Defining relevant geographic areas becomes salient in light of the modifiable areal unit problem, i.e. the fact that analytical results are sensitive to the definition of spatial units at which data are aggregated [32, 33]. In other words, area effects may be observed only at certain scales, i.e. scales at which data are collected and aggregated and may vary or be absent when observed at other scales. Imposing arbitrary spatial units on a continuous spatial process, e.g. characteristics of environments, may lead to the delineation of artificial spatial patterns. In such cases, environment characteristics may be measured with error. As a result the internal validity of the study, i.e. whether or not observed associations are unbiased, may be threatened.

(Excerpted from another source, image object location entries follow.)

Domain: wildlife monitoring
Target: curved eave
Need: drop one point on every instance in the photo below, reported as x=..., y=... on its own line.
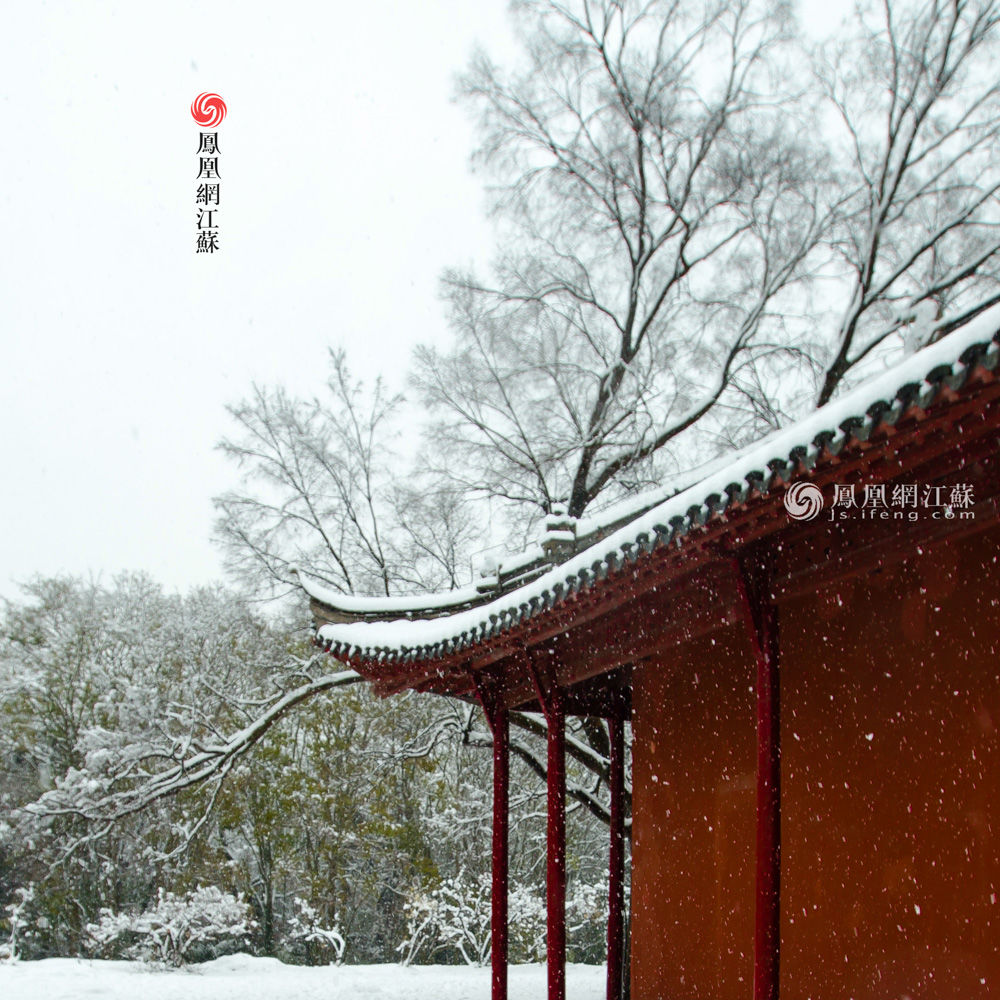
x=923, y=417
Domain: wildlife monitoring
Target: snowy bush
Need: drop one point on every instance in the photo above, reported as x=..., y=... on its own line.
x=526, y=924
x=587, y=921
x=452, y=915
x=305, y=929
x=176, y=926
x=19, y=924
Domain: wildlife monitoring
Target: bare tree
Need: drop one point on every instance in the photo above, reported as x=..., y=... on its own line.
x=320, y=490
x=656, y=211
x=917, y=99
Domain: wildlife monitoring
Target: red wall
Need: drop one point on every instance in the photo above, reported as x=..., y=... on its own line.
x=890, y=799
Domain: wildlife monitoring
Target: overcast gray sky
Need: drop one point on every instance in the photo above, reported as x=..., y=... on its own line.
x=345, y=190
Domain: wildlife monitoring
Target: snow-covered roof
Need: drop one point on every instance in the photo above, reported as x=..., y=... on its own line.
x=915, y=383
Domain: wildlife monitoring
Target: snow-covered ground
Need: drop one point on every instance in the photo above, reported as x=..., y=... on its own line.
x=242, y=977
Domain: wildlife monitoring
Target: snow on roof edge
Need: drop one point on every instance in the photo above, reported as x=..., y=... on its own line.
x=409, y=634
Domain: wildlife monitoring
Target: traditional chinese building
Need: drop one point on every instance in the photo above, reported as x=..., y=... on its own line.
x=805, y=641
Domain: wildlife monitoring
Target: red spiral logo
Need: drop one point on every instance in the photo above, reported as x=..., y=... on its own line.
x=208, y=110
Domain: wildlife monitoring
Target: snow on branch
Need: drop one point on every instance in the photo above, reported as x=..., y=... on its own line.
x=114, y=787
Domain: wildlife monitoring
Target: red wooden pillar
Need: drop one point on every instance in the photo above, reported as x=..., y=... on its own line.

In addition, as per spatial autocorrelation, areas will share similar contextual conditions as a function of their proximity in space . By using spatial units of convenience, it is assumed that contextual conditions within one area are different and influence health independently of conditions in neighbouring areas [4, 5, 21, 22, 24–26, 35], when in fact these conditions are clustered in space. Furthermore, for any area effects to be detected there must be variation in the exposure being studied . Yet the variation of environment characteristics may be smoothed out by the definition of area units used to measure them. For example, if spatial units encompass environments that are both conducive to walking and others that are less so, averaging values of conduciveness over census tracts could potentially lead to mismeasurment of exposures. Within area homogeneity along the contextual conditions under examination is thus required for minimising measurement error. Correspondingly, for inferring about area effects on health, between area differences must be maximised: if data are collected in contiguous and heterogeneous areas, variations in both characteristics of environments and health outcomes, and their association, may be misestimated. As area effects on health have been observed to be stronger in more homogeneous areas [37, 38], homogeneity of areas may thus influence the estimation of area effects and therefore the validity of conclusion.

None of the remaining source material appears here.